In the 1970s, HMV was the nation's top music retailer, kept on its toes by the competition of Virgin and Our Price Records. For the record-buyer, this was hog heaven. You could hardly move for the special offers on Wish You Were Here and London Calling. Things continued well for the brand leader: it expanded all over the UK and Europe. In 1996, its 75th birthday year, HMV had 300 stores. It was unstoppable. It took over Waterstones, then Ottakers. It floated on the Stock Exchange... and then the new century caught up with HMV.
As Napster and iTunes and other online music stores established their presence after 2003, the big company struggled to keep up. From Christmas 2005, sales started to tumble. Loyalty schemes, in-store cinemas, even its own-brand social networking site, failed to halt the decline. As Virgin records shops metamorphosed into Zavvi shops and closed down, HMV started to shut its own stores.
It's been a shocking experience to watch the only major music-and-movies chain left in Britain gradually going dark. This year, sales of music CDs fell by 20 per cent and more shops have closed. You must go to HMV in central London, or unspeakable Westfield, to buy a CD or a DVD now, and buck the trend that says the only gift you should give anyone under 20 is an iTunes voucher.
HMV has just announced that its live music division (which includes the Ritz in Manchester and the Hammersmith Apollo) is up for sale. Will the hallowed gig venues become bingo parlours? And if the unimaginable happens and HMV finally packs up its last stores – then what will we do? Must we look to Sainsbury's and Tesco (God help us) to buy music and films in physical formats?

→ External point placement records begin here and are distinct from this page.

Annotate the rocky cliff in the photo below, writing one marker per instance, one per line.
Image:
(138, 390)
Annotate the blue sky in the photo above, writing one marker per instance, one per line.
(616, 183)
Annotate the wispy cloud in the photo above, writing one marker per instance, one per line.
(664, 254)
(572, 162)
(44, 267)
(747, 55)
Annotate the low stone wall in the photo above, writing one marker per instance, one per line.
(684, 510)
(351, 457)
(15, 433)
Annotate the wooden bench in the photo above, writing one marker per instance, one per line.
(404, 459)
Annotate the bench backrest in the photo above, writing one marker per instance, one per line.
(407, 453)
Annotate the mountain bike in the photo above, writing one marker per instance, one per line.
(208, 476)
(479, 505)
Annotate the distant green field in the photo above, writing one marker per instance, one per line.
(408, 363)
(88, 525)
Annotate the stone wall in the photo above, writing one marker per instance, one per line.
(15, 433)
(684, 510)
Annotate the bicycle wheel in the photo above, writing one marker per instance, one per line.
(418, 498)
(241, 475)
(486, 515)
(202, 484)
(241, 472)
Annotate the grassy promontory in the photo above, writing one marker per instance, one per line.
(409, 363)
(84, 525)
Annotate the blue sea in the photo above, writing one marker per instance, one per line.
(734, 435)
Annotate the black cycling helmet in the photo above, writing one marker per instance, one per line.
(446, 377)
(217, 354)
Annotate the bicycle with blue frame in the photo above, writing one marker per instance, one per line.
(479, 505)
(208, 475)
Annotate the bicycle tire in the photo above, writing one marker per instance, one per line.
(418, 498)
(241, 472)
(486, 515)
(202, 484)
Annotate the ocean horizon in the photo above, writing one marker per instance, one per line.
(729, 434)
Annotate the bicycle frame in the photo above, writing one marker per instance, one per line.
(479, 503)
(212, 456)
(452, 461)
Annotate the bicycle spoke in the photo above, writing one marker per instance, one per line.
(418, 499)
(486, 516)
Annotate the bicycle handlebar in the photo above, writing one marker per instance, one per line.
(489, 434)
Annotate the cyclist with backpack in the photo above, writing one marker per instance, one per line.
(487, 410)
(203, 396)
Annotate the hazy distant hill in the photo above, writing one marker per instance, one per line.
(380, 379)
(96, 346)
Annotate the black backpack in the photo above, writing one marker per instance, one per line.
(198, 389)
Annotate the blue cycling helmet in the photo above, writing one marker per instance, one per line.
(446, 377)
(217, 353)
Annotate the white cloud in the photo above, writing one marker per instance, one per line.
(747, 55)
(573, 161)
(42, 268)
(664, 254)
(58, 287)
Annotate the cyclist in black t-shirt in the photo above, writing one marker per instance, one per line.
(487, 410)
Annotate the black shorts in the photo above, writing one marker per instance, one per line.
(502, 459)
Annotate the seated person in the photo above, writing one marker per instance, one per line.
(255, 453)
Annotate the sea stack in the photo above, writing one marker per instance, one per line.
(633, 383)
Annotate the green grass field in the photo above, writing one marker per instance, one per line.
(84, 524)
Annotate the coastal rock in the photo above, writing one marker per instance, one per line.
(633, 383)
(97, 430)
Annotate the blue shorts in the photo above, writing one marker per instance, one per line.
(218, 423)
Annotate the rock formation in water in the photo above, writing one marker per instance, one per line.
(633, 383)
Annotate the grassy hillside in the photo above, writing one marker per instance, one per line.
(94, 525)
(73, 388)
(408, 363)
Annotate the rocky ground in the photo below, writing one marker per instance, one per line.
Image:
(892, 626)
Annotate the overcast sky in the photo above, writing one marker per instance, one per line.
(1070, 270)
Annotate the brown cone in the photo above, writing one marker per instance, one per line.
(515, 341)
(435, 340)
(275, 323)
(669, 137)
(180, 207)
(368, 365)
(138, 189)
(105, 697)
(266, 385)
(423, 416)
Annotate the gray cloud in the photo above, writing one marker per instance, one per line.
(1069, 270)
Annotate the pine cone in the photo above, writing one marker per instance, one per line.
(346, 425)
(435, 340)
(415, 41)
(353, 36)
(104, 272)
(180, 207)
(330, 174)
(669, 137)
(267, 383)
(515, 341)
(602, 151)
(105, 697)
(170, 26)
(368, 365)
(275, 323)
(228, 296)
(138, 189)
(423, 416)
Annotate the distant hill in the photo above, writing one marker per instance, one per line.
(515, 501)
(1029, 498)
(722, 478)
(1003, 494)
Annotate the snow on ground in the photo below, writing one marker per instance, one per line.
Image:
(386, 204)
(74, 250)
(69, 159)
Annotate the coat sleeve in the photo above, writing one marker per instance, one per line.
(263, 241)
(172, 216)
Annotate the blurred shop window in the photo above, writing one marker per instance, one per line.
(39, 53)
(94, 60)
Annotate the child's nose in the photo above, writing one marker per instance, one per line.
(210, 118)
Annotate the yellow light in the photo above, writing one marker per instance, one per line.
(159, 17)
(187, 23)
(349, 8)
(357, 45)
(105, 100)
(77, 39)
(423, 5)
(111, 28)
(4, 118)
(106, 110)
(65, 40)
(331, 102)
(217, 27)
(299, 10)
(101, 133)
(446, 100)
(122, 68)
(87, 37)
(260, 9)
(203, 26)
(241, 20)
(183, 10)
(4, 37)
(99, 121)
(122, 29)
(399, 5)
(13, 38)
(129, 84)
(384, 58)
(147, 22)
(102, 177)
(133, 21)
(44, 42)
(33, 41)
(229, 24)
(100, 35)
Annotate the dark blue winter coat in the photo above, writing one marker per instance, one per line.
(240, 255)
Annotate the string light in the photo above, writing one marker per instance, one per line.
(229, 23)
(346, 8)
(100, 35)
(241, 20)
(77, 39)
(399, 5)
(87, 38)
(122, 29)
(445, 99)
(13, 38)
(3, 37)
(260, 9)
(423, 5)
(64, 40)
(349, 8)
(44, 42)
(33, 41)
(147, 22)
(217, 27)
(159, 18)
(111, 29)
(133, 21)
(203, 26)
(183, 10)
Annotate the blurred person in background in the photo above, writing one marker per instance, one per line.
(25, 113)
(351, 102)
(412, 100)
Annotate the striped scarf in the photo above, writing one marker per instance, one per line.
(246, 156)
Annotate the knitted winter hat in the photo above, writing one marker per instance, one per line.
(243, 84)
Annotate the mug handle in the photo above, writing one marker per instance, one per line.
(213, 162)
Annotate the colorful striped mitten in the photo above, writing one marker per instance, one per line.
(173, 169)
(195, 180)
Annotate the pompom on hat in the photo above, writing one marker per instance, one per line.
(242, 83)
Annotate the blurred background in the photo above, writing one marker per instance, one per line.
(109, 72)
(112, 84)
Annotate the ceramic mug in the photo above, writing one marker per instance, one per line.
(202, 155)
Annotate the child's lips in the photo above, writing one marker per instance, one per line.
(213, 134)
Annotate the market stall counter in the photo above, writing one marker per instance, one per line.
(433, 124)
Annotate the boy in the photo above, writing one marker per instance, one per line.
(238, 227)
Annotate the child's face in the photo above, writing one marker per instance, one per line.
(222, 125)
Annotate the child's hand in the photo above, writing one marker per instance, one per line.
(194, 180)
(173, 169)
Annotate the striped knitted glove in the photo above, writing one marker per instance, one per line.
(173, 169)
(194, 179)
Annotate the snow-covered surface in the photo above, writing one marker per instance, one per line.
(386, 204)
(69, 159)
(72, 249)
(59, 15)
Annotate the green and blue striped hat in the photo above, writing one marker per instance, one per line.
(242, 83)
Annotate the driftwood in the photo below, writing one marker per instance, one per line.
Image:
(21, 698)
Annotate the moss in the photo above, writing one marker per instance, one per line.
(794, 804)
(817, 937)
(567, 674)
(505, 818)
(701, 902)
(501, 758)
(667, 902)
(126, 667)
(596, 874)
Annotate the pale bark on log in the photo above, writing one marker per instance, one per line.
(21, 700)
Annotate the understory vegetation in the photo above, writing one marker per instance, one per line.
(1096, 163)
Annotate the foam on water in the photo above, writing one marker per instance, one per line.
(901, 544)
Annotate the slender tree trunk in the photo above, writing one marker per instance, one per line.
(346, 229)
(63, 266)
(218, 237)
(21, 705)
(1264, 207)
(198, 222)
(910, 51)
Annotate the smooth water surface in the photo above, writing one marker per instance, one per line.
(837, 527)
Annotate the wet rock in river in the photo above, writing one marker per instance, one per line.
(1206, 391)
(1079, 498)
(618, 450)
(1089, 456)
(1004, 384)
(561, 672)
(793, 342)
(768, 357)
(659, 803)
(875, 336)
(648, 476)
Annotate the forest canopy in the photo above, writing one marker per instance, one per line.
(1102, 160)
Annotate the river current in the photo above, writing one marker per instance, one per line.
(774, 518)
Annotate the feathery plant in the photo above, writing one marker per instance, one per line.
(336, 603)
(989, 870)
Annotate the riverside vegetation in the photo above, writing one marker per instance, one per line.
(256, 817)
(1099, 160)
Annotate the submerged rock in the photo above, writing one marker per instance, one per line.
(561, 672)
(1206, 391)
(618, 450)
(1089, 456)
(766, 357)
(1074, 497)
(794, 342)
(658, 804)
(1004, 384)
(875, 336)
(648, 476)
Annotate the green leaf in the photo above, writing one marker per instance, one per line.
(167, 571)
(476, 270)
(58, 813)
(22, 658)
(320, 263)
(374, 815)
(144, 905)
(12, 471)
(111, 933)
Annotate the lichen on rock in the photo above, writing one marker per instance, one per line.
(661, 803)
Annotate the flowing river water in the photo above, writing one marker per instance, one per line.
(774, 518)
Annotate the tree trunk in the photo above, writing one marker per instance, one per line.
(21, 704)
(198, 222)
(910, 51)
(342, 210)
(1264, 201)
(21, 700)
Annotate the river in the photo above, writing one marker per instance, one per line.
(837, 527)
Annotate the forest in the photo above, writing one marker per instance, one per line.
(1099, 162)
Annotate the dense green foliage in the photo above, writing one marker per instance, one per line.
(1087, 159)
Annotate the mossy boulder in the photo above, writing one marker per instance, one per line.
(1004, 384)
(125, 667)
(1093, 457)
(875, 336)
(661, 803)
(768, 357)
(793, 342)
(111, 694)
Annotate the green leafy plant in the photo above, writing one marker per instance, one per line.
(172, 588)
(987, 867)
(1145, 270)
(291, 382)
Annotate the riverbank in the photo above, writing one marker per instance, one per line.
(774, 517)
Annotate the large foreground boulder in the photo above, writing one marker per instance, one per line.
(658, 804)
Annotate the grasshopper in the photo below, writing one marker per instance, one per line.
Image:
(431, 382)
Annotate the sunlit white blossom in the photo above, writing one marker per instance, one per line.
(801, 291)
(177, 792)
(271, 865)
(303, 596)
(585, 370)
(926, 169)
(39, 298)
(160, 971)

And when CDs and DVDs have gone, must we join the dismal throng of digital downloaders? How profoundly depressing. It is closing time in the gardens of the musical west. Soon, HMV stores, those glossy temples to new music on CD, those dazzling shrines to classic movies on DVD, will be as dead as vaudeville. Can anything be done? If we all descend on the last remaining HMV shops in noisy hordes today and tomorrow, and spend £50 each, would it help?